Flattened modernity

Flattened modernity November 4, 2006

In the introduction to his All That Is Solid Melts Into Air , Marshall Berman argues that nineteenth century critics of modernity had a much richer grasp of the costs and promise of modernity than do twentieth century observers. Modern life is, Rousseau said, a whirlwind ( le tourbillon social ), and being modernist means learning to live in the whirlwind. “The great modernists of the nineteenth century,” he suggests, citing Marx and Nietzsche, “all attack the environment pasionately, and strive to tear it down or explode it from within; yet all find themselves remarkably at home in it, alive to its possibilities, affirmative even in their radical negations, playful and ironic even in their moments of gravest seriousness and depth.” The nineteenth-century modern voice found in Kierkegaard, Baudelaire, Melville, Carlyle, Dostevsky is “a voice that knows pain and dread, but believes in its power to come through,” which recognizes danger all around but does not allow the danger to stamp out the flow of energy.

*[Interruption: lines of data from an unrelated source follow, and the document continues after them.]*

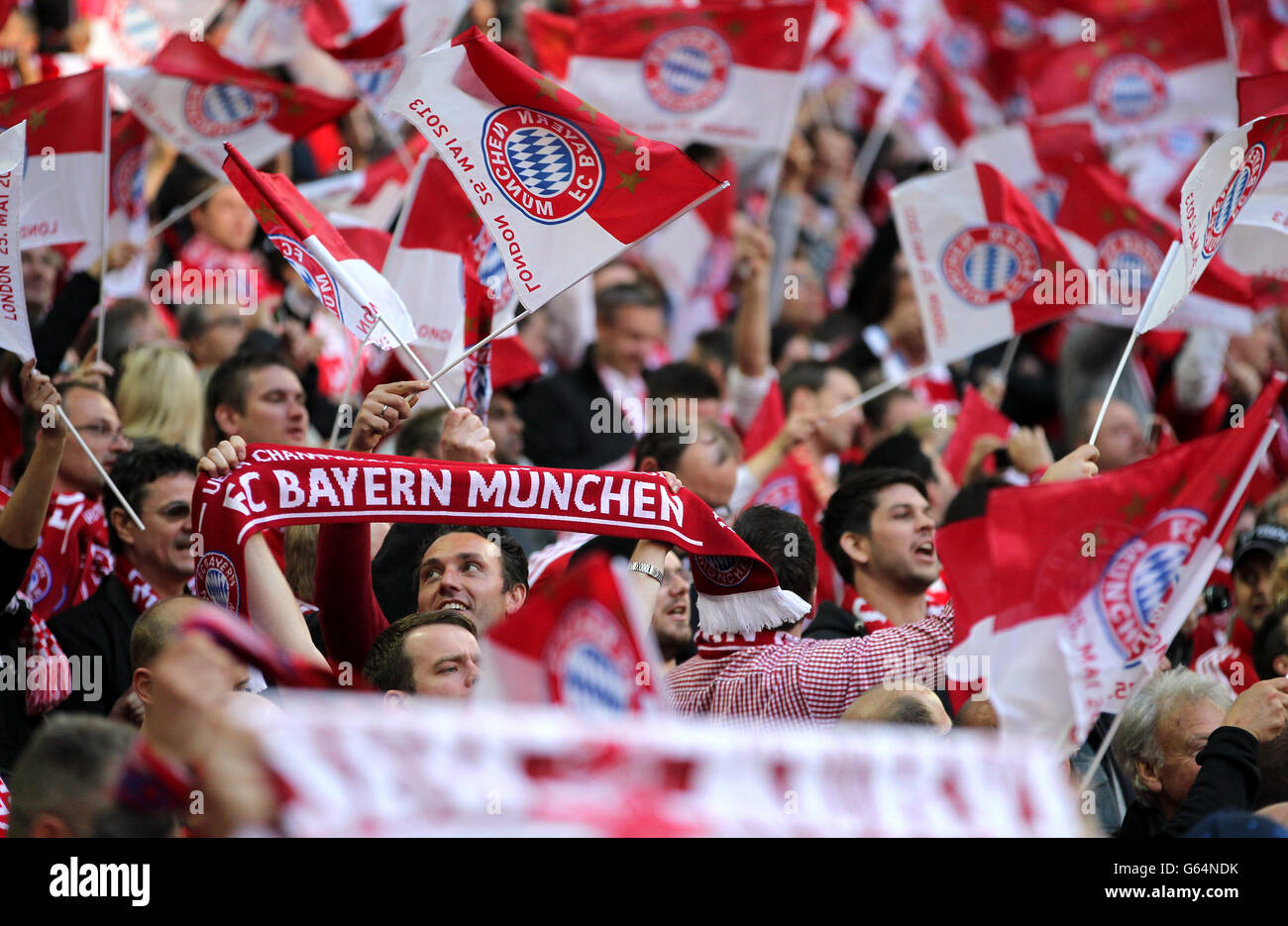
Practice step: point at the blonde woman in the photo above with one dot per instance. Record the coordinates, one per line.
(159, 397)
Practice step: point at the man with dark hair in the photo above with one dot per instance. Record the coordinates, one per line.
(806, 478)
(432, 653)
(782, 540)
(71, 557)
(419, 437)
(65, 776)
(258, 397)
(589, 417)
(880, 535)
(151, 566)
(1270, 644)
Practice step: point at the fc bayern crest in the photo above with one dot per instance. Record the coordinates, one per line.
(1128, 89)
(217, 581)
(219, 110)
(310, 270)
(964, 46)
(545, 166)
(1140, 577)
(687, 69)
(1235, 193)
(128, 182)
(726, 572)
(1047, 195)
(990, 264)
(591, 661)
(1129, 250)
(375, 76)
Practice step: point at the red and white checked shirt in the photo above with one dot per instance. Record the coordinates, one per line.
(807, 680)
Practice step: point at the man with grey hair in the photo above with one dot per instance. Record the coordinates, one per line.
(64, 778)
(1193, 753)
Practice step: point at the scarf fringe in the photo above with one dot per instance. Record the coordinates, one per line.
(748, 612)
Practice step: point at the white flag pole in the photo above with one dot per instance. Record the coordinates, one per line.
(102, 471)
(1142, 324)
(107, 208)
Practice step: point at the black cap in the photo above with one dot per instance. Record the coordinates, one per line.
(1269, 539)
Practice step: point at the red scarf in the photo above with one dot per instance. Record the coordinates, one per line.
(719, 646)
(277, 485)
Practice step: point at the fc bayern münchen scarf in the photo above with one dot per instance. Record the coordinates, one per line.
(277, 485)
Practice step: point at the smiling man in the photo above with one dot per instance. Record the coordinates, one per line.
(880, 535)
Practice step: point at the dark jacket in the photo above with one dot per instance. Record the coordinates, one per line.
(99, 626)
(559, 420)
(1228, 779)
(833, 622)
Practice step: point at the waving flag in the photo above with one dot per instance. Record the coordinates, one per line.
(580, 644)
(1100, 574)
(561, 185)
(63, 197)
(975, 248)
(369, 196)
(376, 59)
(1138, 77)
(14, 327)
(715, 75)
(321, 256)
(196, 101)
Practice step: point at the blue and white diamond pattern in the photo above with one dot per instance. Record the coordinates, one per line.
(541, 159)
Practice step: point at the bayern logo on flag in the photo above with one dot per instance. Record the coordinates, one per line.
(128, 182)
(1235, 193)
(1140, 577)
(591, 660)
(1047, 195)
(990, 262)
(964, 47)
(1128, 89)
(217, 579)
(687, 68)
(545, 166)
(726, 572)
(310, 272)
(1128, 250)
(219, 110)
(376, 76)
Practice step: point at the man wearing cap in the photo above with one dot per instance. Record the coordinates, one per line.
(1254, 554)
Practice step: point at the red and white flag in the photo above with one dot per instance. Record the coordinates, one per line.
(196, 101)
(375, 59)
(975, 248)
(14, 327)
(368, 196)
(1138, 77)
(322, 257)
(580, 643)
(62, 200)
(726, 76)
(1099, 577)
(561, 185)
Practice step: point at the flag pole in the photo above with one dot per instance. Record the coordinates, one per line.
(107, 208)
(179, 211)
(1142, 324)
(102, 471)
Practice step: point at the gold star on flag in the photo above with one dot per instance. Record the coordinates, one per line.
(548, 88)
(623, 141)
(629, 180)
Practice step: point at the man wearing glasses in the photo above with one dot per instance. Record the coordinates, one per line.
(151, 566)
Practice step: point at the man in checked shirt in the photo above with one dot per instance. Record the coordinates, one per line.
(772, 673)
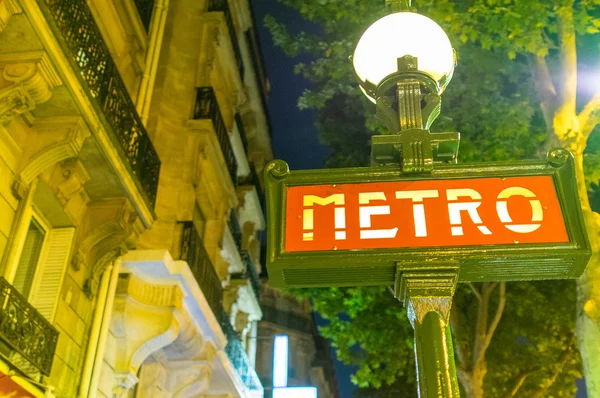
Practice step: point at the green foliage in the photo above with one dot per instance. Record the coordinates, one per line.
(369, 328)
(491, 101)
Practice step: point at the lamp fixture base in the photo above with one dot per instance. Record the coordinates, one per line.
(416, 150)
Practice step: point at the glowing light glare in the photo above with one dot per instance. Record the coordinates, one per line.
(295, 392)
(399, 34)
(280, 360)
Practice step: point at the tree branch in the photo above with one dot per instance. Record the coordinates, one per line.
(497, 317)
(475, 291)
(481, 325)
(589, 117)
(568, 60)
(518, 384)
(544, 87)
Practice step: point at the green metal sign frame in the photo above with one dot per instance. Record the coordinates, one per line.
(382, 266)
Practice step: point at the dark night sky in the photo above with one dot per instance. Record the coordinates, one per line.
(294, 134)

By the early 20th century, however, the perspective on modernity had polarized into celebrants and enemies. Italian futurists announced that “the triumphant porgress of science makes changes in humanity inevitable, changes that are hacking an abyss between those docile slaves of tradition and us free moderns who are confident in the radiant splendor of our future.” On the other hand, Weber saw in the modern world only the iron cage that “determines the lives of all individuals who are born into this mechanism with irresistible force.” Futurists had none of the passionate nostalgia of a Marx, from whom Berman draws his title; Weber, at least in Protestant Ethic , had none of Marx’s hope for a new order.

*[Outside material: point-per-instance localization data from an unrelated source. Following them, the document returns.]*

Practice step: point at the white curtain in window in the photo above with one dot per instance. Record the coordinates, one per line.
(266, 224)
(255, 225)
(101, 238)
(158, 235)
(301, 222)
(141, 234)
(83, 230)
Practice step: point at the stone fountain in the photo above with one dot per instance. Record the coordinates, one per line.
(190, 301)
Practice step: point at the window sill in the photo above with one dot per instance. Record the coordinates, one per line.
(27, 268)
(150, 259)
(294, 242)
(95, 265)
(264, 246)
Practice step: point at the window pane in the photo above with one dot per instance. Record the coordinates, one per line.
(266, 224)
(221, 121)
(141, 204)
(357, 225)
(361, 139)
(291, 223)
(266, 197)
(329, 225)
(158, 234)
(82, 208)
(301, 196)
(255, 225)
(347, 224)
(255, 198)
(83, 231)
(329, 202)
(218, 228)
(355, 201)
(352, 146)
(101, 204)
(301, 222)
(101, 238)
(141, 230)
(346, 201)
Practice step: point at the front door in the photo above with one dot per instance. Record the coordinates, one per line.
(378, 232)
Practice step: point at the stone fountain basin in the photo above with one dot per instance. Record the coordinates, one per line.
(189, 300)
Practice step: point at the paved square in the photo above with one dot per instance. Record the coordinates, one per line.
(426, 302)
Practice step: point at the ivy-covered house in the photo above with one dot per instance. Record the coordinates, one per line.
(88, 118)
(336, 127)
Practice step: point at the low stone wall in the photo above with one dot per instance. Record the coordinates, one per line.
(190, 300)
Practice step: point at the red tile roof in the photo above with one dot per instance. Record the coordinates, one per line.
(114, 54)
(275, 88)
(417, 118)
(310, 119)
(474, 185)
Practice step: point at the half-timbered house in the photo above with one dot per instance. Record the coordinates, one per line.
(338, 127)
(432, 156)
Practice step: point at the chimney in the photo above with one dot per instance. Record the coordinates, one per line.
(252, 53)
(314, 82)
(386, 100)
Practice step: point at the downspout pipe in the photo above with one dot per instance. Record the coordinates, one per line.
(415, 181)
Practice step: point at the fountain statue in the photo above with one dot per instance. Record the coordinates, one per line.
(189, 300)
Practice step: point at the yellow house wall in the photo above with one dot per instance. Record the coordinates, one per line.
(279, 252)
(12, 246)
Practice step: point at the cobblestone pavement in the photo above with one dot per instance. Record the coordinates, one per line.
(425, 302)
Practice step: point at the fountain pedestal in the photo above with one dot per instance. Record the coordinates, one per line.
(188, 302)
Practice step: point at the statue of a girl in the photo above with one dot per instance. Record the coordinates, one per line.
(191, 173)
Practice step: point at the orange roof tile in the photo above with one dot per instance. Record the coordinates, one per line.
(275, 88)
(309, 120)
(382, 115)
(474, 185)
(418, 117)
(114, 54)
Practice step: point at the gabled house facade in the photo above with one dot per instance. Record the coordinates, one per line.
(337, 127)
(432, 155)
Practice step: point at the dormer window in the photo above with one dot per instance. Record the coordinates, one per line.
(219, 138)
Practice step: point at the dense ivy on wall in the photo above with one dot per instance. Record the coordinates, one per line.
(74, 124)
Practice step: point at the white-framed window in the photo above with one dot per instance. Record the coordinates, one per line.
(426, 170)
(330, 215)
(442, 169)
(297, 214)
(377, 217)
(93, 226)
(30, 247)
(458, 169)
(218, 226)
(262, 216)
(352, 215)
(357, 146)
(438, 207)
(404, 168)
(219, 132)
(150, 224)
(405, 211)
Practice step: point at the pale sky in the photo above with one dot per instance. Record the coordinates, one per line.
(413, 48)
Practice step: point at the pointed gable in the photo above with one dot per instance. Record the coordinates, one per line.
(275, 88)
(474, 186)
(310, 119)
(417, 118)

Hope, if it is found at all, is to be found in those “outside” the modern system – in the ghettoes, prisons, the Southern Hemisphere. This despair concerning modernity could express itself in the radicalism of a Marcuse and student demonstrations, but it could also express itself in fascism, which asumes that somehow an elite has escaped the dulling effects of modernity and now is called to lead the soulless masses.

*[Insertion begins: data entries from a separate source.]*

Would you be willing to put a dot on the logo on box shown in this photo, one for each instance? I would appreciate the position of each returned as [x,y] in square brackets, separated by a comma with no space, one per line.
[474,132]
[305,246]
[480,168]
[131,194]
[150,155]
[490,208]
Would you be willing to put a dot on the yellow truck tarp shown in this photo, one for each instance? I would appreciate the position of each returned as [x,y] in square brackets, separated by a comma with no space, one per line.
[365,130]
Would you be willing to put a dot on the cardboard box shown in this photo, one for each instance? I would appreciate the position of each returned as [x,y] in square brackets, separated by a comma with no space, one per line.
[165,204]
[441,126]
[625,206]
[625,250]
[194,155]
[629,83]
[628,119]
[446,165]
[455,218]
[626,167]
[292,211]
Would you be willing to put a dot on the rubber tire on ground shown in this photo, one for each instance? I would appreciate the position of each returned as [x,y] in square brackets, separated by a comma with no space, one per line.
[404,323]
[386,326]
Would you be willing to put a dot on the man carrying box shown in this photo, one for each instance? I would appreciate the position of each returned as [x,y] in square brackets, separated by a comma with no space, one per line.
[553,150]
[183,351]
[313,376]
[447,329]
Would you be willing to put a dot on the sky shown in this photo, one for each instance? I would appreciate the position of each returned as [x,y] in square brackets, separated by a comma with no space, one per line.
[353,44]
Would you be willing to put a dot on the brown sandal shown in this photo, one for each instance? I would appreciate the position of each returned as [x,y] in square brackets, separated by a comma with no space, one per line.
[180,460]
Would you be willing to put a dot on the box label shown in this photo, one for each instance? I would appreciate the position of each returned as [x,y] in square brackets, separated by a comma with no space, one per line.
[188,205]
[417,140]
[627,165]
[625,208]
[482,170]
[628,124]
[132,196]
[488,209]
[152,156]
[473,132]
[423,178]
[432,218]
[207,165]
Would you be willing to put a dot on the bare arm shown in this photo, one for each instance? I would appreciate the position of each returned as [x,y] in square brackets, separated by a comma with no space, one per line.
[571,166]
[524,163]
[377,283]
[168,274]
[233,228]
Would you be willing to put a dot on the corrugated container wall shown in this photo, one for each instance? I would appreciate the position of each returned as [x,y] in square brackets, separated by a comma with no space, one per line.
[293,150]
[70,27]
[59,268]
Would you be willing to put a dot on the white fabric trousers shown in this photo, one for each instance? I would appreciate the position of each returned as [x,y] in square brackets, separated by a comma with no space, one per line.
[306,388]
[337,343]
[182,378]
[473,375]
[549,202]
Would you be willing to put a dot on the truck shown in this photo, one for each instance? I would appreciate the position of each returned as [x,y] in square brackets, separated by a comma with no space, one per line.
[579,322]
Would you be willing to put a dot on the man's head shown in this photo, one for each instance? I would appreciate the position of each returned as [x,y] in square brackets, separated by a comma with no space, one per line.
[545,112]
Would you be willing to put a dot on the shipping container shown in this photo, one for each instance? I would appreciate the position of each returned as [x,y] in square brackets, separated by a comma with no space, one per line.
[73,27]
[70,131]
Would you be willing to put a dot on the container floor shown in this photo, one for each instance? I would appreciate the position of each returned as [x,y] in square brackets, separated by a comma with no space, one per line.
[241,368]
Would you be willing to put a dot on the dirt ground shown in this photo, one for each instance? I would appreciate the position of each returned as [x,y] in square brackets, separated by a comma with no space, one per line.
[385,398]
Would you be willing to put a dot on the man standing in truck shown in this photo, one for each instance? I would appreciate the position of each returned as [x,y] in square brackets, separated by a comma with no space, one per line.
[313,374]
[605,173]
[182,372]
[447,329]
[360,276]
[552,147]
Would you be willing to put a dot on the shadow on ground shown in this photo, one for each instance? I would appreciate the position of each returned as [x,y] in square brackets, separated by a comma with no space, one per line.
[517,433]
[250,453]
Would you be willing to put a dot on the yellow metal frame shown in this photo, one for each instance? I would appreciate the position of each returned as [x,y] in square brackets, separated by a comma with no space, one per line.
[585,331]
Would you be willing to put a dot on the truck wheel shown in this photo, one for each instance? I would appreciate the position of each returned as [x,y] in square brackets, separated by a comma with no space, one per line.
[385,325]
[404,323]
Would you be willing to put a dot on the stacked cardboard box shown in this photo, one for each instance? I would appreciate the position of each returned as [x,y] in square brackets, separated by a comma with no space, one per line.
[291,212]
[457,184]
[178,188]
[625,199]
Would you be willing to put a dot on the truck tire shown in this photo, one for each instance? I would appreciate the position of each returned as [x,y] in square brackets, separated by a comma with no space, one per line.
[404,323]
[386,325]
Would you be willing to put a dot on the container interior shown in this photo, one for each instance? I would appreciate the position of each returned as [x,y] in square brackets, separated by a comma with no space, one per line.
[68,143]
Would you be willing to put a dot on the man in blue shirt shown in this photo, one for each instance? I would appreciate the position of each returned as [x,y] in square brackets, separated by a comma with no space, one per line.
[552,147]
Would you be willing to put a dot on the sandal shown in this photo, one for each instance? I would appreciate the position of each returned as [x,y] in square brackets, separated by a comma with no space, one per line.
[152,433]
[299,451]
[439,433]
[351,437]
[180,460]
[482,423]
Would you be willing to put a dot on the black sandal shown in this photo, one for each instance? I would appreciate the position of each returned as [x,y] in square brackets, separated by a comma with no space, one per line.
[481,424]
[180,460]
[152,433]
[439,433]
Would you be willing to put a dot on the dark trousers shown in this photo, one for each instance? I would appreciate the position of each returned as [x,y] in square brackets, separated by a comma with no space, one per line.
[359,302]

Post-modernism has its first appearance in this context, as a form of affirmative modernism. For writers and artists in this camp (Berman mentions John Cage, Susan Sontag, Robert Venturi), “the modernism of pure form and the modernism of pure revolt were both too narrow, too self-righteous, too constricting to the modern spirit. Their ideal was to open onself to the immense variety and richness of things, materials and ideas that the modern world inexhaustibly brought forth. They breathed fresh air and playfulness into a cultural ambience which in the 1950s had become unbearably solemn, rigid, and closed. Pop modernism recreated some of the openness to the world, the generosity of vision, of some of the great modernists of the past.” What pop modernism lacked, however, was “critical bite” that would enable it to distinguish where to affirm and where to oppose modernity.